Robert niait également.

Cependant une porte avait été enfoncée, une porte verrouillée en dedans.

Or, la justice devait s’éclairer sur ces faits ; car du plus ou moins de culpabilité de Lucette dé pendrait la condamnation ou l’acquittement de Bassou.

Un matin, Étienne reçut la visite d’un juge d’instruction, qui lui exposa les motifs de son enquête.

— C’est moi, dit Étienne, qui ai enfoncé la porte de Bassou.

— Vous pensiez trouver à l’intérieur M. de Luz et Mme Moriceau ?

— J’avais en effet quelques présomptions qu’ils pouvaient être là ; et j’ai parfois des violences de caractère qui me troublent le cerveau. Mais j’ai acquis, depuis, la certitude que je m’étais trompé.

— Et vous ne soupçonnez pas, reprit le juge, qui avait pu fermer la porte à l’intérieur ?

— Je ne soupçonne personne.

Mais, en prononçant ces mots, sa voix fléchit.

Le juge surprit ce changement d’intonation. Il demanda à interroger Mme Moriceau.

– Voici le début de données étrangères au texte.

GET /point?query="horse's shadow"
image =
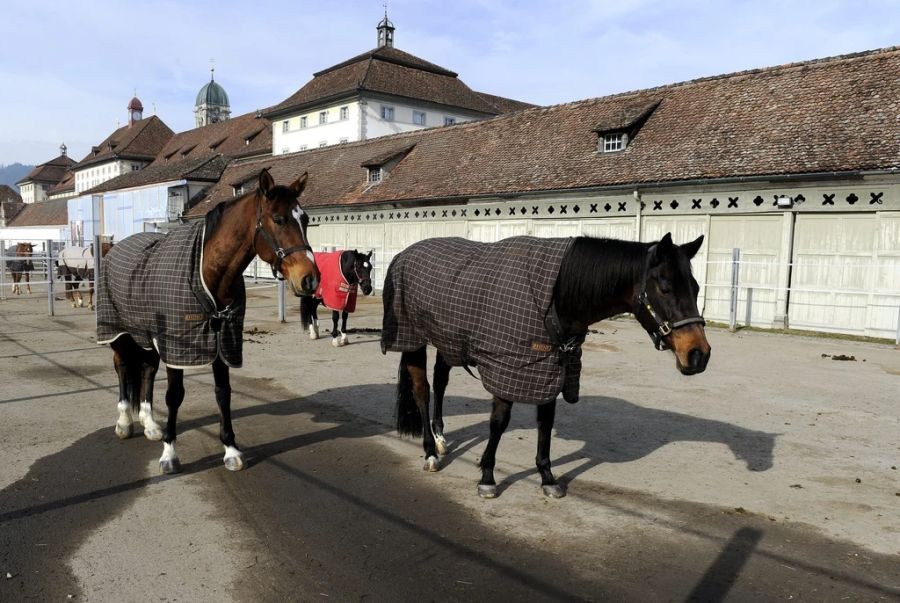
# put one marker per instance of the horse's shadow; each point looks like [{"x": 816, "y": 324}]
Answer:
[{"x": 612, "y": 430}]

Étienne le conduisit auprès de sa femme. Il n’avait pu la prévenir. Le magistrat demanda à rester seul avec elle.

Dès qu’il eut expliqué le but de sa visite, Juliette montra tant d’émotion, de terreur, que le magistrat en fut touché.

— Remettez-vous, madame. Le cas est grave, comme vous le voyez ; mais nous tâcherons dans le procès-verbal de sauvegarder votre réputation.

— Ma réputation ! s’écria-t-elle, mon nom figurerait dans une affaire criminelle ! Ah ! monsieur, c’est horrible, je ne suis point la maîtresse de M. de Luz. Vous n’avez pas le droit de m’interroger.

— La femme Bassou a tout avoué, reprit le juge avec une impassibilité qui bouleversait Juliette. C’est vous et M. de Luz qui étiez dans la maison du garde, et que Bassou a vus s’échapper par la fenêtre. En avouant ici, vous serez dispensée de comparaître devant le tribunal ; tandis que si vous niez, vous devrez être confrontée avec la femme Bassou.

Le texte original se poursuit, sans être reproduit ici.